The Ironman Challenge (3.86 km swim + 180.25 km bicycle ride + marathon run of 42.20 km run within 16 hours) in 2015. 

The 3 Day Ultrathon Challenge (10-kilometre swim and a 148-kilometre bike ride on day 1, 276-kilometre bike ride on day 2, an 84-kilometre run on day 3) in 2017.

(This feat feels all the more interesting given that Soman runs without music. In fact, he hates listening to music, any music, any time.)

This book, that is largely about his life, is also as much about this act of running, and pushing boundaries. Murakami too said "Writing honestly about running and writing honestly about myself are nearly the same thing. So I suppose it's all right to read this as a kind of memoir centered on the act of running." What is it about running that makes it such fertile ground for writing? 

While the Soman-RSS link in this book (that the PR put out, knowing fully-well the outcome I assume) has caught the attention of people, (that as a child he would attend the local shakas in the evening, something most kids in his area, Shivaji Park, would partake in) it feels like a rather harmless anecdote in a book that wants to say more. (No one is condoning the existence or the reputation of the RSS, but one ought to think about the agency of a child who is forced into a dictatorial regimen by his parents.)

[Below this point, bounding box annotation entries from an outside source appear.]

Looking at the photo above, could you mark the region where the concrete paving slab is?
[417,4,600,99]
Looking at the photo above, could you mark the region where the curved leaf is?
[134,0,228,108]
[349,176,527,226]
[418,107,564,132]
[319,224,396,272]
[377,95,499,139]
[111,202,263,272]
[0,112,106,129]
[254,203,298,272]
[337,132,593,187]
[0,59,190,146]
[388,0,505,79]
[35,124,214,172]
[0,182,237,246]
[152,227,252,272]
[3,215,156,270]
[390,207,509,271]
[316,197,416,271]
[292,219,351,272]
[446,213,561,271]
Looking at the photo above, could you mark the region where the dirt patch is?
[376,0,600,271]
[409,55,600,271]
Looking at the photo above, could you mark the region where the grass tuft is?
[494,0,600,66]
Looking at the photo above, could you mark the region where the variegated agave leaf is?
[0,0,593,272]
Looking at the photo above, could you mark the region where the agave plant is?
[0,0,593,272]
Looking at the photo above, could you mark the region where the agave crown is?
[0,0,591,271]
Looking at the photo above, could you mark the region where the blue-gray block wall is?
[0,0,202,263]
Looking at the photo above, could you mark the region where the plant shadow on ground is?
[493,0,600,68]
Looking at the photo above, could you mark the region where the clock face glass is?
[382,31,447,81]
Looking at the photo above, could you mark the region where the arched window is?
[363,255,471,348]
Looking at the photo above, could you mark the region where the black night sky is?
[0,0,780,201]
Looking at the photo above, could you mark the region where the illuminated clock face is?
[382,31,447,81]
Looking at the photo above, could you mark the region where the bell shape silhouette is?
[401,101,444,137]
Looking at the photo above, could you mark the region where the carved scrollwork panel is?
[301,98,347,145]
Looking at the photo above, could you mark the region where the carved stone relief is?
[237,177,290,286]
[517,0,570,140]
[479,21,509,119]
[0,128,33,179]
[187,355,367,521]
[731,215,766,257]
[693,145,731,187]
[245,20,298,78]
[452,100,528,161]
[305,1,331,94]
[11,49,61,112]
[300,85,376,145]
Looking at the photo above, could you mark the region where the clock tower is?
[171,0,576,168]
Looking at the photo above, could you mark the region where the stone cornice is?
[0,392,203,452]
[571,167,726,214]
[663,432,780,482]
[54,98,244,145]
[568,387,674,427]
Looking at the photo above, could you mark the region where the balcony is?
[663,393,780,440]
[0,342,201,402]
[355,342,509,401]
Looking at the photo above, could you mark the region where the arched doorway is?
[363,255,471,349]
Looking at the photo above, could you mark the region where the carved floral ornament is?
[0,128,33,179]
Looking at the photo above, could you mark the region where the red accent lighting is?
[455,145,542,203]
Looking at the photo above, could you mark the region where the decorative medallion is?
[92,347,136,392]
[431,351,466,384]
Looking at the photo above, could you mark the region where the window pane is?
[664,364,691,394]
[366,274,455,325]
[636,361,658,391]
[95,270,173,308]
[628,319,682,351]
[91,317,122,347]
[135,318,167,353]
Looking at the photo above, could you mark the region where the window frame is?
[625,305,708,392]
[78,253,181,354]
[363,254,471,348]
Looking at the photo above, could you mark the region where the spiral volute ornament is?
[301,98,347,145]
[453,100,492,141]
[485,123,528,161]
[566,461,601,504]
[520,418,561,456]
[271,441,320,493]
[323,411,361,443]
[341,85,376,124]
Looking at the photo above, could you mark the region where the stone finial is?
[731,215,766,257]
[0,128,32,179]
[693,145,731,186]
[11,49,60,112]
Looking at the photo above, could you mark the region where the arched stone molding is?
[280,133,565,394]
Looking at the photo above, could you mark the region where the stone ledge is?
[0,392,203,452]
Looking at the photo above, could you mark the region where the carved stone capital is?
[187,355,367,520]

So, here are 5 out-takes from this memoir- some quirky, some reflective, and some quite nutty to be taken seriously. 

1.  The Made In India song which this book is celebrating the 25th anniversary of, is a mere footnote of sorts. Soman is almost apologetic about the tacky visuals and the exotic frame given to India (snakes, Kathakali, and elephants). A brief look at the comments on the video today, with RSS supporters asking for likes, is also something, I feel he would be apologetic for.

2. He hasn't used soap in 10 years. He washes his hair once a month. As long as one's natural scent isn't offensive, why use products? He argues, "Why would I like to smell like flowers and lemons when I could smell like myself?"

3. Having binged in his twenties, first alcohol, then marjuana and coke (LSD, ecstacy and heroin were the 'dirty stuff' he never tried), and puffing through cigarette packets (almost 30 cigarettes a day), he transitioned into the patron god of health he is now considered. He writes about quitting smoking with an ease most smokers are never able to conjure. His solution- procrastinate your next smoke till you don't smoke altogether- feels rather pat and patronizing. 

4. Soman talks about the ad in 1995 of him with his then-lover Madhu Sapre, posing nude, and the furor it caused among people, and politicians, forcing the magazine to withdraw its publication for the month. Censorship seems to run in our veins. Sapre's parents were handed saris by women telling them to put clothes on their daughter. Soman faced no such repercussions. The double standards, perhaps, still persists.

5. Though offered the part of the antagonist in Jo Jeeta Wohi Sikandar, he shot for a schedule before exiting the film because… he wasn't given enough food. A swimmer must eat, and eat healthy. This walk-out didn't bother him much- he was bored of Bollywood and preferred television where he didn't have to wait for hours for the shot to be set and the actors to arrive. (He would be back on sets, playing Bajirao's mentor in Bajirao Mastani)

Despite falling into the generic publication bias of film personalities writing memoirs that must also read as self-help, if you want a nudge in the direction of a healthier more active lifestyle, this book might help. What is a better time to fall back in love with the idea of running than when we are stuck indoors, the running track, empty, for the foreseeable future.